Async Report Generation with Cloud Tasks and Cloud Functions

Introduction

I was previously working on a geospatial web app that deals with big data. There was this feature I worked on where we had to generate CSV reports for datasets that contained at most 300k rows of data at a time. The user also had the ability to filter this data using different filters in the UI, and extract the report based on what you filtered.

This was my initial implementation: First, the UI would send the user's selected filters to the API. The API then sends an Elasticsearch query to our index which then returns all the filtered results. Once the API has received all of them, it would write each result as a row in a CSV file. Finally, the generated file is returned as an attachment for the user which is downloaded directly from the browser.

While I was creating the feature initially, everything worked locally. I was able to download the generated report without any issues, albeit the app taking a few minutes to process the report.

The Problem

The problem arose, however, when we deployed this to production. When you attempt to generate the report, the page loaded for a very, very long time before actually erroring out. It resulted in a poor user experience. Not good.

Behind the scenes, our backend API (hosted on Google App Engine) couldn't handle the sheer amount of data it was writing to the file. This was also a blocking operation, meaning that you wouldn't be able to do anything in the app until this finished. This was the big problem—since our API instance ran on limited resources, we quickly ran into memory issues and server errors when the feature was executed.

At first, we tried to patch this by upgrading the instance and turning on auto scaling. However, we ran into the same problems. It was clear that we needed to find a better way.

The Solution: Task Queues and Message Brokers

When I consulted my seniors for advice on how to make this feature scalable and performant, the initial suggestion was to use Celery. Celery is a distributed task queue perfect for handling asynchronous processes. Prior to this, I actually haven't heard of Celery before and how useful it was for handling these use cases. When I started planning, there had been a few posts about Celery handling (1) asynchronous (2) downloads (3), and this made me feel confident that I was going in the right direction. After a lot of researching and docs-diving, I went ahead and designed the infrastructure for it.

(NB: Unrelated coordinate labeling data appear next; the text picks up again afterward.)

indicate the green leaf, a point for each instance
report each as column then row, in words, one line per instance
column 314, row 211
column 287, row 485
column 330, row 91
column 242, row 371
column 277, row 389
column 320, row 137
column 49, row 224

I found this great article by Tara Yoo and built upon her idea. First, our UI would send the needed filters to the API. The API then receives the request and calls the Celery task for it. Meanwhile, to not block execution, the API would send a 202 Response to the UI. In the background, the Celery task queries our Elasticsearch index with the given filters and returns the results accordingly. The task would then create the CSV report and upload this to Google Cloud Storag (we're using Google Cloud Platform, btw). Finally, the Celery task saves the task id alongside the needed payload such as the signed URL, datetime generated, etc. in the database. While all of this is happening, the UI would poll an API endpoint which would return the task id associated with the current task. When the API returns the payload for that task id, the UI then automatically downloads the file based on the signed URL. I went ahead and presented this to my teammates, and they loved it!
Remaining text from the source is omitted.